Competitions between man and machine always seem to hold more than purely objective significance. Whether as a result of alarming science-fiction conjectures about robots overthrowing humanity or of a more reactionary desire to assert humanity's superiority to its creations, people often tend to assign a great deal of societal importance to innovations in automation—IBM's Watson system, which recently won against two Jeopardy champions in 2011, stands out as an example of this behavior.

QANTA, a question-answering system based on deep learning principles, was developed by a team of researchers from the University of Maryland and University of Colorado Boulder led by Jordan Boyd-Graber of Colorado, a former Postdoc at the University of Maryland and a former Assistant Professor in UMIACS and the iSchool. The team included Associate Professor Hal Daumé III and PhD students Mohit Iyyer, Varun Manjunatha, Leonardo Claudino, and He He from the University of Maryland. At the 2015 High School National Championship for Quiz Bowl in Chicago, Illinois last Saturday, May 30, QANTA competed in an exhibition match (a video of which is available here c/o Jordan Boyd-Graber) of tossup questions against a team of four top-ranked human contestants. The match ended in a tie, with a final score of 200-200.

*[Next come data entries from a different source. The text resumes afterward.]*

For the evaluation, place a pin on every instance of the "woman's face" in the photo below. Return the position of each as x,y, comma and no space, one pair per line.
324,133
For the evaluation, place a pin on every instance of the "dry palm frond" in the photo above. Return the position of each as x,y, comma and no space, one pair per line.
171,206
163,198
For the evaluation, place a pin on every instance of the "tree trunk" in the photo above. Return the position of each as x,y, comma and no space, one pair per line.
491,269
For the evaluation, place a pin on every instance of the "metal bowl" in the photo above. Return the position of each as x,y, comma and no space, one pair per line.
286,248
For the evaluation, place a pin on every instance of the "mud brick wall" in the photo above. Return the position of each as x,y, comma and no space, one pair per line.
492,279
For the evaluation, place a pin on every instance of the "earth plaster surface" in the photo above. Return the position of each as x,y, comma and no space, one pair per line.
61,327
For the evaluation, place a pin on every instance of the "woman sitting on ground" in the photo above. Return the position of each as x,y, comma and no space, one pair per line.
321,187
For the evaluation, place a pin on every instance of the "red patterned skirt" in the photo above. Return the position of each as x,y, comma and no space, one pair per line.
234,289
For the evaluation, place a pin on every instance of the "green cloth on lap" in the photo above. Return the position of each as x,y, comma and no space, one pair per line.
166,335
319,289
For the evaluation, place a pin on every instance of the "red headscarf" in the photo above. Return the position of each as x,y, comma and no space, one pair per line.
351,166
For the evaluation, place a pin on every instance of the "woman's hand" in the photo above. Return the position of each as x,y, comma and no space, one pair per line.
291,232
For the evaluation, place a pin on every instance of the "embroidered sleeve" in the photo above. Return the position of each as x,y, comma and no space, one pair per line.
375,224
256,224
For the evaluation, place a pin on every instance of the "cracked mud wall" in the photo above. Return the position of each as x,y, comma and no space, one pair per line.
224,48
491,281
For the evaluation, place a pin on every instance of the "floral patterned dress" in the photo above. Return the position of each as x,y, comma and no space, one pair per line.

While contestants in Jeopardy must wait for the host to finish reading a clue in order to “buzz in” with an answer, players in quiz bowl can interrupt the question at any time. The questions are generally worded such that “harder” clues are located near the start of the question and “easier” clues are located near the end—in essence, rewarding players who know more about the answer. Per its project overview, QANTA therefore “...must learn to balance incorrect translation versus timely translations, and must use those predictions to translate the sentence.” If the system believes it has enough data to know the answer to the question even without knowing the full question itself, it will interrupt with an answer. The challenge lies, then, in simultaneously guessing the question's composition and applying known data to answer it.

QANTA's applications to problems like quiz bowl can hold significant ramifications for other areas of natural language processing, perhaps most evidently synchronous machine translation (e.g. guessing at an incomplete sentence in languages like German, in which verbs occur at the end of sentences). Though quiz bowl may seem an isolated problem scope, solutions to its questions can be very applicable to other problems in Computer Science.

The successes of QANTA, Watson, and other computational solutions to traditionally “human” dilemmas may seem disconcerting to many, but they also offer valuable perspective. They serve as a harbinger for progress in the field, and stand to revolutionize computational language processing and decision-making.